The outside noise continues to be loud. There are ever-polarized opinions on anything and everything, and I wonder what life will be like after everything that has happened. (The pandemic will end, right?) No matter the scenarios that flood my head, I still believe the best way to move forward is to react, adapt, and embrace. Beauty remains the antidote during troubling times, and this new NUVO, the first edition of 2022, is beauty in printed form.

 

NUVO editor Claudia Cusano.

 

Nicolas Party, our cover subject for this Issue 92, has won widespread attention of late, his name an apt metaphor for his acclaim in the art world. The Swiss-born visual artist was in Montreal last month to install his current exhibition, L’heure mauve, at the Montreal Museum of Fine Arts, where he was photographed by NUVO contributor Guillaume Simoneau. As Esmé Hogeveen writes: Nicolas Party’s “work deals in unresolved polarities. His portraits often feature figures who are ambiguous in terms of age and gender. These subjects embody a Modigliani-esque elegance and severity, and they typically appear on two-dimensional planes and in front of solid-colour backdrops. Many of the figures themselves are also brightly hued and posed with creatures or objects from nature rendered in an uncanny scale or position. Like his portraits, Party’s landscapes and sculptures evoke tension between familiarity and strangeness.
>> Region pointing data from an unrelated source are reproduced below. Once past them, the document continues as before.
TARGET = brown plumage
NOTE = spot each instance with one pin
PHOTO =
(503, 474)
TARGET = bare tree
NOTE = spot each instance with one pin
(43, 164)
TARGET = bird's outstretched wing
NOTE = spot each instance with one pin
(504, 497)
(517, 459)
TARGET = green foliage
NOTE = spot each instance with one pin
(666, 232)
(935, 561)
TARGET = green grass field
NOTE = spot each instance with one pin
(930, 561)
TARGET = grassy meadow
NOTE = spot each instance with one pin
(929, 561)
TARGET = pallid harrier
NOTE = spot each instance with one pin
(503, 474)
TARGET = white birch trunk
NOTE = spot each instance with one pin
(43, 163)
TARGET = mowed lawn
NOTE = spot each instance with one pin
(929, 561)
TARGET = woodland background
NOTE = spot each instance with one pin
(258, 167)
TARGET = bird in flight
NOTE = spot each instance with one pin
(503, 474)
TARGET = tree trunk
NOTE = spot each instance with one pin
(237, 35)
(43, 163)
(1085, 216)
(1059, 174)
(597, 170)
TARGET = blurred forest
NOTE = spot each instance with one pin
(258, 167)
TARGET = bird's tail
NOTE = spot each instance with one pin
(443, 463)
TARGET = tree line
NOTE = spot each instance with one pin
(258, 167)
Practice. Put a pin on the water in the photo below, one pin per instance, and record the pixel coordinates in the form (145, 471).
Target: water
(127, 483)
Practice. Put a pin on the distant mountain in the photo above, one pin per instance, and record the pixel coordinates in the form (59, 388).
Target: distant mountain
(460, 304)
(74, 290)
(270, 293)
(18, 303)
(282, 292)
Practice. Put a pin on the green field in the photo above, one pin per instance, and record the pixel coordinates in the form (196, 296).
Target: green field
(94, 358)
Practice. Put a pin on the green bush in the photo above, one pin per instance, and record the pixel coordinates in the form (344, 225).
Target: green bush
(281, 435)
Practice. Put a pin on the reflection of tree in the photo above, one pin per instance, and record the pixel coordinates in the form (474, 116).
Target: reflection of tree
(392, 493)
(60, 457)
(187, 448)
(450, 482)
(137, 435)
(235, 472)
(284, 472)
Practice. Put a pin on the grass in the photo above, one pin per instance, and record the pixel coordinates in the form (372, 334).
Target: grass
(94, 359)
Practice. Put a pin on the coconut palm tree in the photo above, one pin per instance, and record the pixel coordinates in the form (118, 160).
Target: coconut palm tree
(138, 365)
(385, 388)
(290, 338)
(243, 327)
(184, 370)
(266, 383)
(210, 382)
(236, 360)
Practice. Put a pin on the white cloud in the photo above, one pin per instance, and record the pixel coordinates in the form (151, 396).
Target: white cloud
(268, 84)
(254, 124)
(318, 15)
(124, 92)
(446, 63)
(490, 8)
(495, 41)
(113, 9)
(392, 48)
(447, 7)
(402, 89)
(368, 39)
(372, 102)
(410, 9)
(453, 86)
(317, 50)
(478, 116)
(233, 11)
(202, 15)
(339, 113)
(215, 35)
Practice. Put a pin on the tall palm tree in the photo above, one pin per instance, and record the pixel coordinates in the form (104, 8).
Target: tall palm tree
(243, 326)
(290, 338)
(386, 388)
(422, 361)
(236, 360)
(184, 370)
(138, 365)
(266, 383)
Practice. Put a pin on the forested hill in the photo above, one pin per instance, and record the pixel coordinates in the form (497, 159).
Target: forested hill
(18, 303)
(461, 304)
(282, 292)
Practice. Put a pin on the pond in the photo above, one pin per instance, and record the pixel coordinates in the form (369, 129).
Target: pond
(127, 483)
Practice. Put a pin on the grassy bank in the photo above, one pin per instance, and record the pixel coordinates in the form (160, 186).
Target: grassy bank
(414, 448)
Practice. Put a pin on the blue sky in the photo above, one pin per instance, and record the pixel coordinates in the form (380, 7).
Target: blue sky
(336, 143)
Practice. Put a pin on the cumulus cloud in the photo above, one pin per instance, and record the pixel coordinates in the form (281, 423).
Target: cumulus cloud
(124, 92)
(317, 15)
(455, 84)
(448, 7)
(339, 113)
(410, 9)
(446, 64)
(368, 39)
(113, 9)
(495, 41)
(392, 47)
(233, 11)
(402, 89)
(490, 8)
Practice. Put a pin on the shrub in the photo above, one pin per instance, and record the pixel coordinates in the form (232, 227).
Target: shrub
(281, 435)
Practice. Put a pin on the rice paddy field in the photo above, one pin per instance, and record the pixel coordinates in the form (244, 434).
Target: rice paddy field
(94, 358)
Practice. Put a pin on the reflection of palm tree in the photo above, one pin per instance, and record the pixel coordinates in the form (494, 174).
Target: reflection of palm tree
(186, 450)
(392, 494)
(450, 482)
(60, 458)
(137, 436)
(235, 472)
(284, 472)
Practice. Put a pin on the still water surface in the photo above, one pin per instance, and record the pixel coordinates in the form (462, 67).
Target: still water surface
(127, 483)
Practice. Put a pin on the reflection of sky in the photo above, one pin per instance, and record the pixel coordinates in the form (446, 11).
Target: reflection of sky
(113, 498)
A biomorphic quality threads across his work, wherein figures are questionably human, and landscapes and objects feel somehow alive.”

The photo essay this issue, “The Sublime Beauty of Time” by Italian photographer Nicola Bertellotti, documents the remains of great European villas. Bertellotti’s work has been shown in galleries across the world, and as the foreword notes, “these photographs are heavy with time and longing, summoning up the grand ghosts of the past in peeling plaster and shattered glass.”

The Canadian voices we celebrate this issue are diverse: performance artist Miles Greenberg (“Sculpting the Weight of Moments”); chef Andrea Alridge (“Mastering Heat”); interior designer Paolo Ferrari (“Experiment & Elegance”); and novelist Marlowe Granados (“Taking Whimsy Seriously”). In fashion, much emphasis is put on trend forecasting, but it seems what’s old is new again—bright colours, prints, and leather—showcased in “Sartorial Prose: A Collage of Equilibrium”.

The news/media cycle is entrenched in chasing the new. With NUVO, I hope we lead you somewhere and fulfill a curiosity. Enjoy the ride.